Verdade é que muita gente já faz essa distinção de modo automático. Só gosta de lembrar os grandes feitos, as grandes realizações. As conquistas nunca saem da mente, sendo retomadas na lembrança assim que desejem buscar forças para as ações. Mas se ontem agiu indevidamente, fez aquilo que não devia, errou até dizer chega, então tudo deve permanecer esquecido no baú do esquecimento.
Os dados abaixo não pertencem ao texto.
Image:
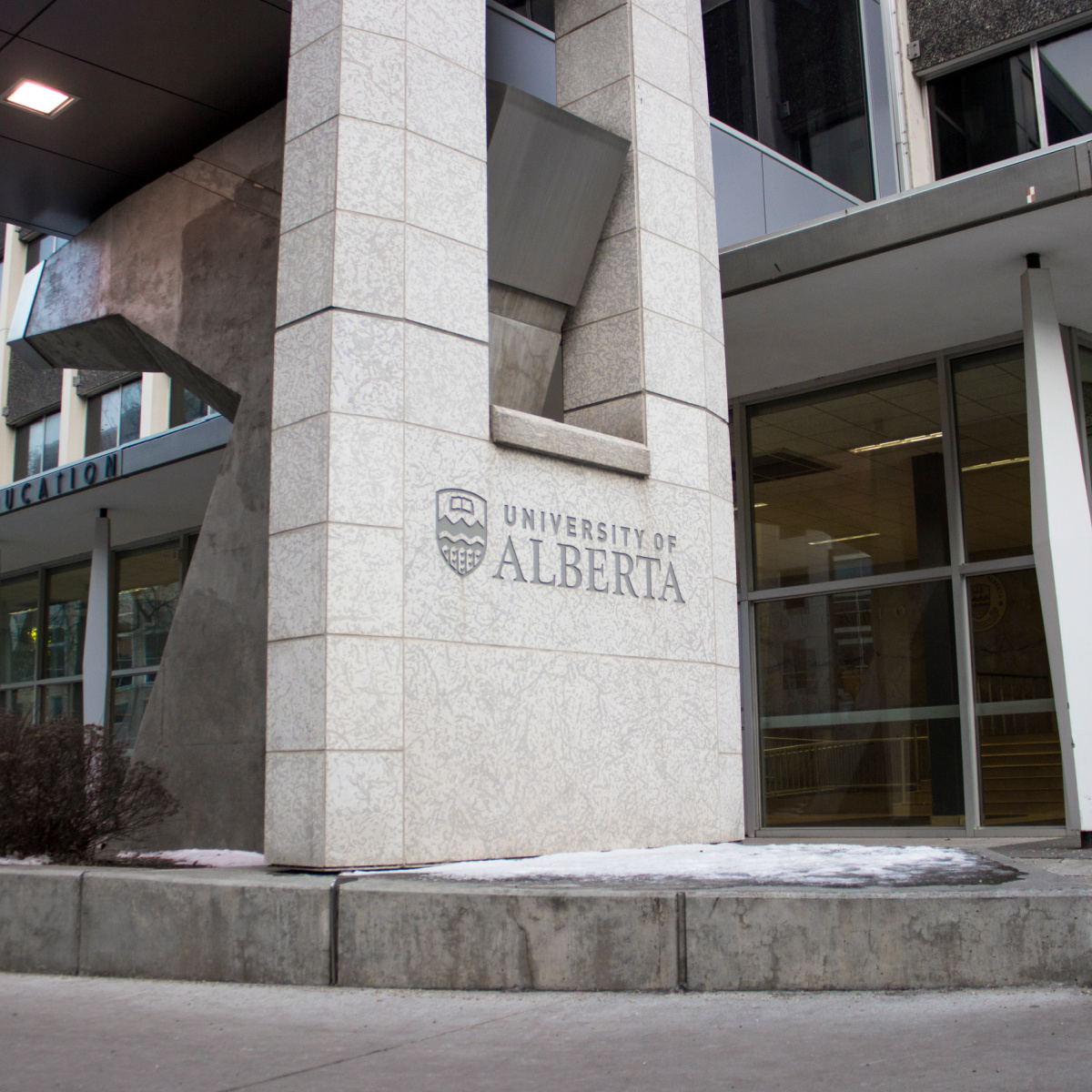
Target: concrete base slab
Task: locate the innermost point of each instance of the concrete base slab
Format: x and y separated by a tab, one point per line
257	926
E isto porque o passado condena, deixa a pessoa tão aprisionada que tudo faz para não lembrar. Realmente, não é nada bom para uma pessoa viver recordando os erros cometidos, pequenos ou grandes gestos que ainda hoje ressurgem como martírio. É aquela velha história de que retomar a dor do passado é buscar duplo sofrimento no presente.
Contudo, não se trata aqui daqueles erros involuntários tão próprios em cada um. Tem gente que erroneamente se martiriza por não ter dado um passo diferente, por não ter feito aquilo que lhe pediram para fazer, por não ter seguido um bom conselho. Mas tais situações não devem ser vistas como erros, mas apenas pela inobservância de determinada realidade. E não podem ser vistas negativamente porque qualquer um pode incorrer nestes equívocos.
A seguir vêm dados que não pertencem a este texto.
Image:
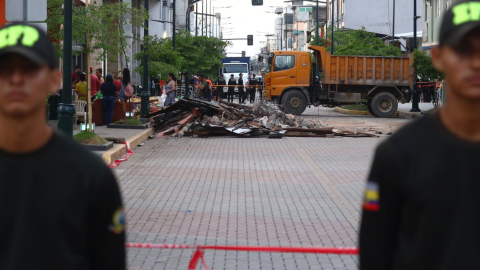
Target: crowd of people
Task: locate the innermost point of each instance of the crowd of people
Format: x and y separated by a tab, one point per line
203	88
107	89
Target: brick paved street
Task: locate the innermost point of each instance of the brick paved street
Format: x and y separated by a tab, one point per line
246	191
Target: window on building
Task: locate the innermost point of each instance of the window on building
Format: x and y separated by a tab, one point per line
438	8
284	62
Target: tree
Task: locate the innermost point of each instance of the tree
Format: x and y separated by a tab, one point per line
105	25
424	67
162	59
357	42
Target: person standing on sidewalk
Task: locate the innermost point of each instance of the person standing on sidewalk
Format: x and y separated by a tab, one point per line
241	90
109	92
57	213
252	83
420	215
231	88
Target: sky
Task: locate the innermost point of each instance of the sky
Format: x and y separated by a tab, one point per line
246	19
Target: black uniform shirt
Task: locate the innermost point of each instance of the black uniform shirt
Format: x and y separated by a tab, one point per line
240	83
61	209
422	202
232	82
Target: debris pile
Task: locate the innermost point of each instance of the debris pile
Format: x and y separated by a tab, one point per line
189	117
Do mesmo modo, não podem continuar eternamente martirizando os gestos impensados de determinadas idades da vida. Os erros de criança são compreensíveis, mas muito mais do que aqueles cometidos já na idade mais adulta. Os adolescentes têm direito de errar, mas não de permanecer no erro; as outras pessoas possuem o mesmo direito, mas com a consciência de que muitos dos erros são premeditados e praticados por livre vontade.
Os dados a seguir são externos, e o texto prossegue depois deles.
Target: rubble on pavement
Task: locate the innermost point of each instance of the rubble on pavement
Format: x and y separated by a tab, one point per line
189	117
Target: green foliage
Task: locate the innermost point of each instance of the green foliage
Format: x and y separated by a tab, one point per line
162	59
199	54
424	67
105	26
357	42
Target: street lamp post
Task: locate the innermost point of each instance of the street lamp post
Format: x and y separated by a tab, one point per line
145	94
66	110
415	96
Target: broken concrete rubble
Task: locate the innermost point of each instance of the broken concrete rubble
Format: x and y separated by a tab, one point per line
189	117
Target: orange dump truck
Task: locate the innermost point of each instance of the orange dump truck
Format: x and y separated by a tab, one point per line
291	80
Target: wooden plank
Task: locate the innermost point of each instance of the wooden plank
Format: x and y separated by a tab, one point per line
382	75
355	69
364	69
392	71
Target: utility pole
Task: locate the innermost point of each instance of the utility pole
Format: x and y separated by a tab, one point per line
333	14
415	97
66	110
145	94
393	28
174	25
Os erros dos adultos se revelam, muitas vezes, como verdadeiros pecados. Torna-se inadmissível que pessoas conscientes, sem qualquer distúrbio mental e que se dizem aptas ao convívio social, de repente se transformem em réus pelo resto da vida. Não porque tenham matado ou torturado, mas porque praticaram pequenos atos que são mais gravosos que os crimes apenados.
A ação premeditada para prejudicar o próximo, a mentira que causa dano irreparável ao outro, a desonra espalhada pelo simples prazer de ver a imagem do semelhante denegrida, o gesto para destruir vidas, relacionamentos e deixar profundas marcas. Tudo isso, ao tempo da ação, até causam um certo prazer masoquista, pecaminoso, odiento. Mas com o passar do tempo vai se transformando em mágoa e arrependimento que acompanhará, torturantemente, o indivíduo pelo resto de sua vida.
Desse modo, se o que foi feito ontem é algo tão abominável e desumano que não mereça ser recordado, o presente e o futuro insistirão em rebuscar tais ações para que a pessoa jamais esqueça que o malfeito se perpetua como o rochedo que não se afasta do seu caminho.